Vor wenigen Monaten reifte in mir mehr und mehr die Erkenntnis, dass es mir am meisten bringt, mich mit Angehörigen, vor allem mit anderen Geschwistern, auzutauschen. Ich stellte fest, dass mir Gesprächspartner*innen fehlen, die in etwa dasselbe Schicksal haben wie ich. Es geht mir besser, seitdem ich Angehörigen-/Geschwisterangebote nutze.

 

Woraus schöpfst du neue Kraft für dich persönlich, in Momenten, in denen du dich schwach fühlst?

Die meiste Kraft gibt mir meine Familie. Wenn ich Zeit mit meiner Familie und Freund*inneen verbringe, dann kann ich am besten Kraft tanken. Auch Musik spielen und Sport machen ist für mich sehr gut.

 

Wie kannst du deiner Angehörigen in schwierigen Situationen und Krisen helfen?

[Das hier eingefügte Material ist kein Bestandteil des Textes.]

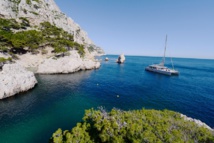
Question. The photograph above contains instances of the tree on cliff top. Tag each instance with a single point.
(137, 126)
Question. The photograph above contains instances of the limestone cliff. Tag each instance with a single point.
(38, 11)
(15, 79)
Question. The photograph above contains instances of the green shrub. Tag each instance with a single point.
(44, 51)
(28, 2)
(137, 126)
(46, 34)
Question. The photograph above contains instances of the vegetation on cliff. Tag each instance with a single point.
(20, 36)
(137, 126)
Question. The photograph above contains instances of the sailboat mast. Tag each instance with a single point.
(164, 52)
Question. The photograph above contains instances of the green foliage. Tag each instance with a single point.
(46, 34)
(3, 60)
(28, 2)
(44, 51)
(38, 1)
(35, 13)
(137, 126)
(91, 49)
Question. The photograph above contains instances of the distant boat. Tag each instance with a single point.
(160, 68)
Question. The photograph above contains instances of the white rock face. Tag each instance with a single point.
(67, 64)
(121, 59)
(15, 79)
(44, 10)
(198, 122)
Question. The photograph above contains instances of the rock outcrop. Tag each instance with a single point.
(67, 64)
(38, 11)
(121, 59)
(15, 79)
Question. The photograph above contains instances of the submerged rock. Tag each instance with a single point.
(15, 79)
(121, 59)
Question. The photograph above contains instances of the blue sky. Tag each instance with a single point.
(139, 27)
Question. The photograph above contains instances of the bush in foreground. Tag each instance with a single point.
(137, 126)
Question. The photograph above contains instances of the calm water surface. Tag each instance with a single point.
(60, 100)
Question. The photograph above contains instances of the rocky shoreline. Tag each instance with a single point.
(15, 78)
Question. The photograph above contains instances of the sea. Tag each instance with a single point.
(59, 101)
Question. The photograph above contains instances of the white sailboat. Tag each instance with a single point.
(160, 68)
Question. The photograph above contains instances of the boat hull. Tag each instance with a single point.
(165, 72)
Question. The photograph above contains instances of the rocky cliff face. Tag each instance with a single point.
(14, 79)
(37, 11)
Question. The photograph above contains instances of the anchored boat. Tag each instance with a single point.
(160, 68)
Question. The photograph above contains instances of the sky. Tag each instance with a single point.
(139, 27)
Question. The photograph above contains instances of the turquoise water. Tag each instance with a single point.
(60, 100)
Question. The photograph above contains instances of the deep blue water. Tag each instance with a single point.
(60, 100)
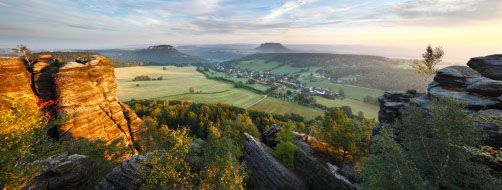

Meine Schwester ging mit 24 Jahren von unserem damaligen zuhause weg. Danach gab es nur noch zwei persönliche Treffen. Seit fast 16 Jahren haben wir nur schriftlichen Kontakt (Briefe, E-Mails), mehr oder weniger regelmäßig. Persönlichen Kontakt lässt ihre Erkrankung nicht zu. Das respektiere ich. Auch wenn ich sie so gern einmal wieder persönlich treffen und in den Arm nehmen würde. Ich glaube, dass ich sie in vielen Momenten bis hierhin mit unserem Kontakt per E-Mail unterstützen konnte, zumindest ein bisschen. Vor einiger Zeit hat sie den Kontakt zu mir vorerst vollständig abgebrochen, wegen verschiedener äußerer Umstände, für die wir beide nicht wirklich etwas können. Nun glaube ich, dass ich sie im Moment am besten unterstütze, wenn ich sie nicht kontaktiere und in Ruhe lasse. Das klingt zwar erst einmal komisch, aber ich glaube daran und hab die Hoffnung, dass sie sich selbst wieder bei mir meldet, wenn sie es kann und es ihre Erkrankung zulässt. Sie weiß, dass meine Tür immer für sie offen ist und sie mich immer kontaktieren kann, wenn sie das möchte.

 

Was wünscht du dir von deiner Angehörigen?

Ich wünsche mir, dass sie einen Weg für sich findet, ein gutes Leben zu führen und hoffe, dass sie mich eines Tages vielleicht auch wieder daran teilhaben lassen kann.